Die Gesundheitsämter in Deutschland meldeten dem RKI binnen eines Tages 16.086 Corona-Neuinfektionen. Das geht aus Zahlen hervor, die den Stand des RKI-Dashboards von 04.53 Uhr wiedergeben. Vor genau einer Woche waren es 21.743 Ansteckungen gewesen. Die Zahl gemeldeter Infektionen geht seit knapp drei Wochen zurück. Experten befürchten wegen der besonders ansteckenden Omikron-Variante aber eine baldige Trendumkehr.

119 Todesfälle verzeichnet

Deutschlandweit wurden den neuen Angaben zufolge binnen 24 Stunden 119 Todesfälle verzeichnet. Vor einer Woche waren es 116 Todesfälle gewesen. Das RKI zählte seit Beginn der Pandemie 6.809.622 nachgewiesene Infektionen mit Sars-CoV-2. Die tatsächliche Gesamtzahl dürfte deutlich höher liegen, da viele Infektionen nicht erkannt werden.

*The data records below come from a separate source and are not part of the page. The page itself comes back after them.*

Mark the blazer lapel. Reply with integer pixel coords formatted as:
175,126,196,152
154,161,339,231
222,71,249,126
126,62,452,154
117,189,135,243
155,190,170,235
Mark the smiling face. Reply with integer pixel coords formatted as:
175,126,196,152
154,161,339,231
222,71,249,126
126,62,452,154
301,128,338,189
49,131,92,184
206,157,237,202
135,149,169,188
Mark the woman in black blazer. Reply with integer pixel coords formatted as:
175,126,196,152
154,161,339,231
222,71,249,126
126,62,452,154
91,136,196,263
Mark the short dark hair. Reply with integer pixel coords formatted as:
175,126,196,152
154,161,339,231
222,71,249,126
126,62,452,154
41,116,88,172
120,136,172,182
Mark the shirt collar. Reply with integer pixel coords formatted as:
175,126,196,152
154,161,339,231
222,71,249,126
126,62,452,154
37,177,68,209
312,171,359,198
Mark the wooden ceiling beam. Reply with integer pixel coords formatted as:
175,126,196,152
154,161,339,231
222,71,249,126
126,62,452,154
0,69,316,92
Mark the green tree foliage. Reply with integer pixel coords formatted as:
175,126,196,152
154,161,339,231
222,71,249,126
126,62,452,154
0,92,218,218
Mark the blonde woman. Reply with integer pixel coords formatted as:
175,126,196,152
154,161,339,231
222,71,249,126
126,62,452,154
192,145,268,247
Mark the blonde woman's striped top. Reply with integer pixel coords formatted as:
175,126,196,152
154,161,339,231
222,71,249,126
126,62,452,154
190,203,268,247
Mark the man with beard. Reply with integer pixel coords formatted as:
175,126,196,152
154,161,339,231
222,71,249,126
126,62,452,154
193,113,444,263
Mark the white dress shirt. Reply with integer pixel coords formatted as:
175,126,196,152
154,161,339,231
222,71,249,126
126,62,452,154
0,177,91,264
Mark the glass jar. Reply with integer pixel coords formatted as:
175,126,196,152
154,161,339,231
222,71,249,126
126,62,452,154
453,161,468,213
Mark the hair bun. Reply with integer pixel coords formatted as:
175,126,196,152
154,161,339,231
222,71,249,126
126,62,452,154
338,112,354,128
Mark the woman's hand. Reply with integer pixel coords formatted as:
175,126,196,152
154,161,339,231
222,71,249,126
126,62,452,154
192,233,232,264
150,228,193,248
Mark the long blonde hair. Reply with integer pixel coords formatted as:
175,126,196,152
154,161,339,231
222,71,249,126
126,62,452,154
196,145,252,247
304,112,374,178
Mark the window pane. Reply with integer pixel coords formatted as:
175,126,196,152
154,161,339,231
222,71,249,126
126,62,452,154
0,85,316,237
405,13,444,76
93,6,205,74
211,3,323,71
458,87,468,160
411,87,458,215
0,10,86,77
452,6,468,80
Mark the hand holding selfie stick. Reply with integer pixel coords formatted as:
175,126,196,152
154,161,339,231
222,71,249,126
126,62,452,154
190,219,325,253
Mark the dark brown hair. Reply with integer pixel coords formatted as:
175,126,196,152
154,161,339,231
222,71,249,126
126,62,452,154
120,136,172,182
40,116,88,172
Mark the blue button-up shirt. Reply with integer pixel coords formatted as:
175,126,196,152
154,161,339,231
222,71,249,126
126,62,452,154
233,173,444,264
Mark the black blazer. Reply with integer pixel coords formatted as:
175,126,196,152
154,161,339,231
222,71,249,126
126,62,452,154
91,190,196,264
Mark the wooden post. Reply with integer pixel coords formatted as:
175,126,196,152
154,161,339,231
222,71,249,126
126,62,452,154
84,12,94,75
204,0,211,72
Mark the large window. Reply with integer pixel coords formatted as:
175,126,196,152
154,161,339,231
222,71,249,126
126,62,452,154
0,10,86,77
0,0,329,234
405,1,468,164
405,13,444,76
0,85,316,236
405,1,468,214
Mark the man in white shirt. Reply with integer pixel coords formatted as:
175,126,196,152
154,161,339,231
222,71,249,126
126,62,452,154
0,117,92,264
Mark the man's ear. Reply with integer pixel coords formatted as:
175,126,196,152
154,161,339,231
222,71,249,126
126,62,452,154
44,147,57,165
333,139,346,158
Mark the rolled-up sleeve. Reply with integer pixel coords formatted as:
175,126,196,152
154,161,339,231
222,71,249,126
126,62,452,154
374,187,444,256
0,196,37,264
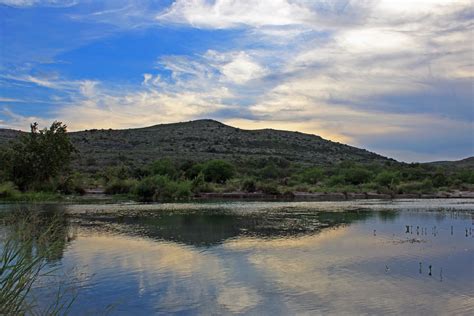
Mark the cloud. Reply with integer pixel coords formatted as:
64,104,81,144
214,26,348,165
0,0,78,8
4,0,474,160
156,0,312,29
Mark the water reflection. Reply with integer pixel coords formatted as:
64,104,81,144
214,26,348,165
75,209,376,246
0,201,474,315
0,206,76,263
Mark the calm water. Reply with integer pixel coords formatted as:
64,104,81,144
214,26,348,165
2,200,474,315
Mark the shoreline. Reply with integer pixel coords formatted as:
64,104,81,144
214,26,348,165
0,191,474,205
192,191,474,202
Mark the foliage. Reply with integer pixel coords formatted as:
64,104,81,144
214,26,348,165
343,167,372,185
4,122,75,190
375,170,400,187
150,158,179,179
202,160,235,183
105,179,136,194
300,167,324,184
257,182,281,195
134,175,192,202
0,182,21,200
0,211,75,315
242,179,257,193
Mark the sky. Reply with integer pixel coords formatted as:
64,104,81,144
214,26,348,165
0,0,474,162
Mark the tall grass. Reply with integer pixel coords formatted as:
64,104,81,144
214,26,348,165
0,211,75,315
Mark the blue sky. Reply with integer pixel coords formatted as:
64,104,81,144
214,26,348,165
0,0,474,161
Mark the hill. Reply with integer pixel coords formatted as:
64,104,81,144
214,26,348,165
427,156,474,169
0,120,394,171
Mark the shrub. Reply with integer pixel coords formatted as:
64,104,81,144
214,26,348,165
432,172,448,188
242,179,257,192
56,173,85,195
191,173,214,193
134,177,157,202
105,179,136,194
375,171,400,187
2,122,76,191
0,182,20,199
257,183,281,195
135,176,192,201
397,179,433,193
327,174,346,186
301,167,324,184
259,162,282,179
343,167,372,185
202,160,235,183
150,158,179,179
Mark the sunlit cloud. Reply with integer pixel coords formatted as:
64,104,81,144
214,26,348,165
0,0,474,161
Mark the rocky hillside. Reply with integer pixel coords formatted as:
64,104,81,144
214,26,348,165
0,120,389,171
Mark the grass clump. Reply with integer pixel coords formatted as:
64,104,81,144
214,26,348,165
0,211,75,315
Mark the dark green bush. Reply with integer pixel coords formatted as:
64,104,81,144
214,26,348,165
301,167,324,184
257,183,281,195
343,167,372,185
105,179,136,194
135,176,192,201
0,182,20,199
150,158,179,179
242,179,257,192
375,170,400,187
202,160,235,183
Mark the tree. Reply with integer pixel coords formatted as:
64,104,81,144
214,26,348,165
202,160,234,183
6,121,76,190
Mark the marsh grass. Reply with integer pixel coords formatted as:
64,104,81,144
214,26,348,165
0,210,76,315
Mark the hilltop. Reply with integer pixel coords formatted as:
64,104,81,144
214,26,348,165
0,120,393,171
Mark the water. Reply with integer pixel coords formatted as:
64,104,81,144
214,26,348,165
0,200,474,315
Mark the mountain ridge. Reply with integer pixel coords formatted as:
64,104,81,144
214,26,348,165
0,119,440,171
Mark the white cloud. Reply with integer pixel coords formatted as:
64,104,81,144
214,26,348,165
156,0,312,29
2,0,474,162
0,0,77,7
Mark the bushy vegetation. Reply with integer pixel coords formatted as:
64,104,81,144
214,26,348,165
0,122,84,200
0,122,474,201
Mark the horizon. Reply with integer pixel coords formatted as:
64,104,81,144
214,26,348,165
0,0,474,162
0,118,474,163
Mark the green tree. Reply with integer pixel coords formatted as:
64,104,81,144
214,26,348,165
202,160,235,183
6,121,76,190
301,167,324,184
150,158,179,179
375,170,400,187
344,167,372,185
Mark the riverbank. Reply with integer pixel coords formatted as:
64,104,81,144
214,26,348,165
0,190,474,204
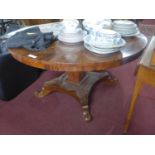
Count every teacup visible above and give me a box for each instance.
[62,19,79,33]
[90,29,121,44]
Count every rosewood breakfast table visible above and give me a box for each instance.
[9,34,147,121]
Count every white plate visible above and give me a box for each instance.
[58,36,83,43]
[121,31,140,37]
[84,43,120,54]
[83,35,126,48]
[112,20,136,27]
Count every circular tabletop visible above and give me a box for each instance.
[9,34,147,72]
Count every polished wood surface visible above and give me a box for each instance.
[20,19,59,26]
[35,71,117,122]
[124,37,155,133]
[9,28,147,122]
[10,34,147,72]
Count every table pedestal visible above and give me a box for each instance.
[35,71,117,122]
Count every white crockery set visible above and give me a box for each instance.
[58,19,139,54]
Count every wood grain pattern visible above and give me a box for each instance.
[9,29,147,122]
[10,34,147,72]
[35,71,117,122]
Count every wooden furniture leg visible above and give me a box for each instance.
[124,78,142,133]
[35,71,115,122]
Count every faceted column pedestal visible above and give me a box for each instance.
[35,71,117,122]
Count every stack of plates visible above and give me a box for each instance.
[112,20,140,37]
[84,29,126,54]
[83,19,112,32]
[58,28,84,43]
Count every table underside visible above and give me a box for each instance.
[35,71,117,122]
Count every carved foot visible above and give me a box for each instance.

Die Zahl der in Kliniken aufgenommenen Corona-Patienten je 100.000 Einwohner innerhalb von sieben Tagen gab das RKI am Freitag mit 5,10 (Donnerstag: 5,17) an. Am Wochenende wird der Wert nicht gemeldet. Die Zahl der Genesenen gab das RKI am Montag mit 5.801.400 an. Die Zahl der Menschen, die an oder unter Beteiligung einer nachgewiesenen Infektion mit Sars-CoV-2 gestorben sind, stieg auf 108.352.